CLAIRE DUTERTRE, présidente de l'association Femmes d'Entreprise
Les banquiers considèrent que les entreprises créées par des femmes sont généralement moins viables.
Victimes de préjugés. Lorsqu'elles sont seules, les femmes chefs d'entreprise sont également confrontées à des préjugés tenaces qui les empêchent de progresser. A commencer par un manque de crédibilité au démarrage. Un constat dressé également par Marie-Christine Oghly, présidente de Flowmaster France, un éditeur de logiciels de simulation de systèmes de fluides. «Lors de déplacements professionnels, il m'arrive de me faire voler la vedette par un jeune collaborateur. Parce que c'est un homme, le client le prend pour le patron. Et moi, je passe pour son assistante!», s'amuse-t-elle. Parfois, les femmes ont aussi du mal à imposer leur autorité. Sur ce point, Joëlle Casters, dirigeante à la retraite, se montre intarissable. En 1971, alors âgée de 26 ans, la jeune femme crée sa propre entreprise de menuiserie industrielle.

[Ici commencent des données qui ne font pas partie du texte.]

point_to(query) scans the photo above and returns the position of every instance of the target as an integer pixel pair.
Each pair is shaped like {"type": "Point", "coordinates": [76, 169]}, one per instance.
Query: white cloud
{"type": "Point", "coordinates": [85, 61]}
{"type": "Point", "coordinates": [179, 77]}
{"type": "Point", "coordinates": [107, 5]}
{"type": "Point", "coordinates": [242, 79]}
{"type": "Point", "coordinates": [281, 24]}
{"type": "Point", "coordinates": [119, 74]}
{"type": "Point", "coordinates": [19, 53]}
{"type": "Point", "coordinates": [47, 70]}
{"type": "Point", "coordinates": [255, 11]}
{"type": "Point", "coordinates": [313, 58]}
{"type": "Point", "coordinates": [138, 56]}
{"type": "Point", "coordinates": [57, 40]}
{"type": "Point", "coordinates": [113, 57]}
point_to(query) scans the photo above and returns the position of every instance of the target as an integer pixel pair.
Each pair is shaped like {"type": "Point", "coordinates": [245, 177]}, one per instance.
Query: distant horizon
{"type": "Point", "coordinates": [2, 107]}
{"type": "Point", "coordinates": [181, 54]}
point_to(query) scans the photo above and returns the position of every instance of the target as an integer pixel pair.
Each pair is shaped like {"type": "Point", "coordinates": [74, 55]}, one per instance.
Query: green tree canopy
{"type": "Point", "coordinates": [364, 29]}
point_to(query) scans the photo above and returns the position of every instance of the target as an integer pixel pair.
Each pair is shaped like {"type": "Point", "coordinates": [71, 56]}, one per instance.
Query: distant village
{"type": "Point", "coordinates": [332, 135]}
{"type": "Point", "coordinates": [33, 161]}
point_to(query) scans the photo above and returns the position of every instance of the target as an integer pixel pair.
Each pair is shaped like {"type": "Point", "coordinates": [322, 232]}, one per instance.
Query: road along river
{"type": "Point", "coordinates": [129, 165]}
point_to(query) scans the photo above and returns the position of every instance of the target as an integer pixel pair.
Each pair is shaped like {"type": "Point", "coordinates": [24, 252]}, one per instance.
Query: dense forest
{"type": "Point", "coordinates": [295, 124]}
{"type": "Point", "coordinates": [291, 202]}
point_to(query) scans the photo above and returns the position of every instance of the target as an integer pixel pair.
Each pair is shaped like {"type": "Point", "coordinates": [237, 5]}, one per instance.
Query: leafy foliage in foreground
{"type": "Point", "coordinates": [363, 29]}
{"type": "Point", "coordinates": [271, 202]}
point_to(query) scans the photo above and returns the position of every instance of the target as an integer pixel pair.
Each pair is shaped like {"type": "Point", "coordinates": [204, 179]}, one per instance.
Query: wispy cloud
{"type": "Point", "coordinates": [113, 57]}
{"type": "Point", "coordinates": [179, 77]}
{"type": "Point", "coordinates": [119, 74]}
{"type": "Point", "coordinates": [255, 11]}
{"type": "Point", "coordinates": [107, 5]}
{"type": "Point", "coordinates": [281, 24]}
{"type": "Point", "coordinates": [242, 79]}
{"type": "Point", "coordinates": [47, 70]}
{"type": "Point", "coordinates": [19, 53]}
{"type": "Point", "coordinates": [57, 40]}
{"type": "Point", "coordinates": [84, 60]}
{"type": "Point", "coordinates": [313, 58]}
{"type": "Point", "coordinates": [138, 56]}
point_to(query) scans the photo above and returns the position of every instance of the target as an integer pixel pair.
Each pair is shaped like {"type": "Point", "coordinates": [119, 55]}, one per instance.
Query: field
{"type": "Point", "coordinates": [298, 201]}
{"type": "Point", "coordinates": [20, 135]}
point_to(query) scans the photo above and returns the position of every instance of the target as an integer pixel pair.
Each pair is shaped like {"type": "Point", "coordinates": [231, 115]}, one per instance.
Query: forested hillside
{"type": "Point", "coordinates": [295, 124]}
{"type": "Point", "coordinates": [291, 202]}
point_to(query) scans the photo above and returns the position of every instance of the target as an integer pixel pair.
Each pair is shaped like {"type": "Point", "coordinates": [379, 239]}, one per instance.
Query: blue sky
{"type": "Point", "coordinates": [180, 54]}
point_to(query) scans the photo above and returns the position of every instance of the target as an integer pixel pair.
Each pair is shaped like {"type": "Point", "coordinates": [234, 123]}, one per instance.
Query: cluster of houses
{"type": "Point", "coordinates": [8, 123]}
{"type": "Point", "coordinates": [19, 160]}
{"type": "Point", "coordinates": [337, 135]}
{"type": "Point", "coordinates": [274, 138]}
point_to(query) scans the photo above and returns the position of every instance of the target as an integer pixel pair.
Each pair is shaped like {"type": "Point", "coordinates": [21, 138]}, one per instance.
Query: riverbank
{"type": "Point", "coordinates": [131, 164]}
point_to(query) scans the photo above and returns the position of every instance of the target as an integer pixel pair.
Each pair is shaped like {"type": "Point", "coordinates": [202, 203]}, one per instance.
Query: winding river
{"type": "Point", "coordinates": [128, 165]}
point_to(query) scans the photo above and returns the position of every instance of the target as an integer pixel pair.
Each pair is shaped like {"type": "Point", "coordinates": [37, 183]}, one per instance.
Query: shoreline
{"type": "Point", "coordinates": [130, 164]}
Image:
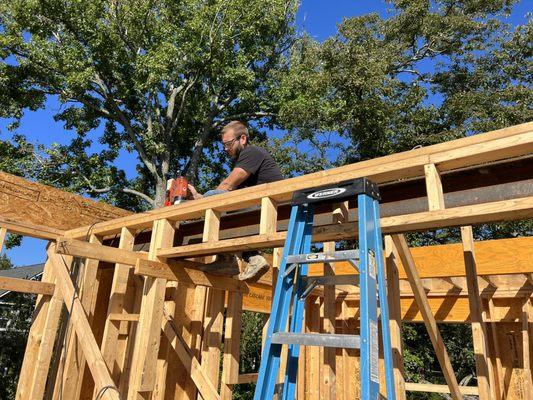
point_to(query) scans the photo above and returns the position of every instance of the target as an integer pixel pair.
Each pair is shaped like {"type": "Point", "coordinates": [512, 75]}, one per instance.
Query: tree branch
{"type": "Point", "coordinates": [107, 189]}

Quelques mois plus tard, pour mieux s'imposer vis-à-vis de ses salariés, elle décide d'apprendre le métier de menuisier. «Le jour où j'ai pris une raboteuse pour leur montrer que je savais m'en servir, je suis montée dans leur estime», se souvient-elle avec plaisir. Pour Sonia Escaich, directrice du laboratoire pharmaceutique Mutabilis, il a fallu redoubler de travail: «Je me suis fixé la barre haut en me montrant très exigeante vis-à-vis de moi-même, de manière à éviter les critiques.»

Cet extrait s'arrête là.